Zaak C-435/04: Beschikking van het Hof (Vierde kamer) van 30 mei 2006 (verzoek om een prejudiciële beslissing ingediend door het Belgische Hof van Cassatie) — Strafzaak tegen Sébastien Victor Leroy (Artikel 104, lid 3, eerste alinea, van het Reglement voor de procesvoering — Leasing van voertuigen — Verbod op gebruik in een lidstaat van voertuig dat toebehoort aan in een andere lidstaat gevestigde leasemaatschappij en in die staat is geregistreerd — Permanent gebruik op grondgebied van eerste lidstaat)

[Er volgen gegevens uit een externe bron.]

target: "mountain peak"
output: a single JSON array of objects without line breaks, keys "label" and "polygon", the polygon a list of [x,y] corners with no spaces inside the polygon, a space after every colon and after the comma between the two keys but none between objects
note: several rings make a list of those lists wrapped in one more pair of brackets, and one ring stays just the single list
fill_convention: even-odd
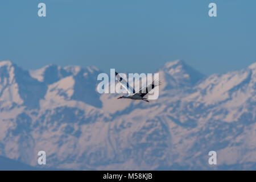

Zaak C-435/04: Beschikking van het Hof (Vierde kamer) van 30 mei 2006 (verzoek om een prejudiciële beslissing ingediend door het Belgische Hof van Cassatie) — Strafzaak tegen Sébastien Victor Leroy (Artikel 104, lid 3, eerste alinea, van het Reglement voor de procesvoering — Leasing van voertuigen — Verbod op gebruik in een lidstaat van voertuig dat toebehoort aan in een andere lidstaat gevestigde leasemaatschappij en in die staat is geregistreerd — Permanent gebruik op grondgebied van eerste lidstaat)

29.7.2006

NL

Publicatieblad van de Europese Unie

C 178/12


Beschikking van het Hof (Vierde kamer) van 30 mei 2006 (verzoek om een prejudiciële beslissing ingediend door het Belgische Hof van Cassatie) — Strafzaak tegen Sébastien Victor Leroy

(Zaak C-435/04)(1)

(Artikel 104, lid 3, eerste alinea, van het Reglement voor de procesvoering - Leasing van voertuigen - Verbod op gebruik in een lidstaat van voertuig dat toebehoort aan in een andere lidstaat gevestigde leasemaatschappij en in die staat is geregistreerd - Permanent gebruik op grondgebied van eerste lidstaat)

(2006/C 178/20)

Procestaal: Frans

Verwijzende rechter

Hof van Cassatie

Partij in de strafzaak

Sébastien Victor Leroy

Voorwerp

Verzoek om een prejudiciële beslissing — Belgisch Hof van Cassatie — Uitlegging van de artikelen 49-55 EG tegen de achtergrond van een nationale regeling op grond waarvan het een op het nationale grondgebied woonachtige en werkzame persoon onder bedreiging met strafsancties verboden is een voertuig te gebruiken dat eigendom is van een in een andere lidstaat gevestigde leasemaatschappij en in deze staat is geregistreerd

Dictum

De artikelen 49 EG tot en met 55 EG verzetten zich niet tegen een nationale regelgeving van een eerste lidstaat, zoals die aan de orde in de hoofdzaak, op grond waarvan het een in die staat woonachtige en werkzame persoon verboden is, op het grondgebied van die staat een voertuig te gebruiken dat hij heeft gehuurd van een in een andere lidstaat gevestigde leasemaatschappij, wanneer dat voertuig niet in eerstgenoemde staat is geregistreerd en het voornamelijk bestemd is om aldaar permanent te worden gebruikt dan wel in feite aldus wordt gebruikt.